The Trump administration in general has an incredibly disruptive record on free speech, from science to the operation of the largest social networks. Donald Trump insults anyone who does not bow to him, and the list of his victims is too long to count. But here’s the bottom line: The president once threatened to arrest Meta CEO Mark Zuckerberg for life. Zuckerberg is richer and more powerful than Trump in many ways, but what has he done? Two years after the threat, Zuckerberg appeared on the White House lawn to celebrate Trump’s UFC fight show. He spoke in a loud voice.

This is what makes everything beautiful. We live in an age dominated by social media that is so rich, powerful, and ubiquitous that it seems unstoppable by the US government, but ironically still has to go along with a government that doesn’t really respect it or theirs free speech. Trump once threatened to blow up the entire internet because he wanted platforms to be hacked for his own benefit. The CEOs of those companies still entertain him with compliments and photos.
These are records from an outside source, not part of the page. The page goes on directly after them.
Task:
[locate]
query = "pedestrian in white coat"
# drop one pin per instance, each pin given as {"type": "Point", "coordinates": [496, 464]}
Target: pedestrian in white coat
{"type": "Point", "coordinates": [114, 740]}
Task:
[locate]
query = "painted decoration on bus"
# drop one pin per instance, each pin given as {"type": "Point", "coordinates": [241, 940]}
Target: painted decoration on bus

This blurring of public and private interests has fueled the funhouse-mirror view of the “culture of free speech” ie actually designed to violate free speech. The loudest people who complain about the culture of free speech are pretending theirs it is not the most liberal in history, while it is supportive at the same time the original government inspections, such as book bans.

I can’t say it better than Ken White, so just go read him on this point. White describes how the “culture of free speech” has encouraged the Trump administration and others to engage in real-life investigations. “When enough people think that all free speech—including free speech—is nonsense, then free speech rights will not be exercised,” he writes.

Our constitutional punchbowl is inspired by lunatics who benefit from confusion about our rights and the law. It doesn’t have to be this way. Just remember: The First Amendment is a ban on the government that prevents it from to forbid your speech.

In addition: The real test is the government’s suppression of speech. It is understandable that we are confused about what research is because there are many people who have worked hard to keep us confused. A social media platform that manages your posts it’s not research – it’s actually free speech. Yes, that sounds completely absurd, but it’s true. Another is a situation where the government forces private citizens to publish content they do not want, including hate speech.

There is much left unsaid here, including the history of pain and suffering that has kept the First Amendment and our broader rights alive. I will not say that I know what is being fixed in our current issue, but I will say that I really hate it when our leaders say things like “this is not who we are” when they speak. directly through the things that define who we are. And part of who we are is a coalition that claims to want free speech in theory while at the same time suppressing it in practice.

So what can you do? Yes, of course, vote. But there is still much to do. Write or call your congresspeople (I promise this matters). Get involved of the area Elections, especially for school boards, are at the forefront of book bans. And if you’re reading this, thanks for subscribing — but please consider supporting other newsrooms.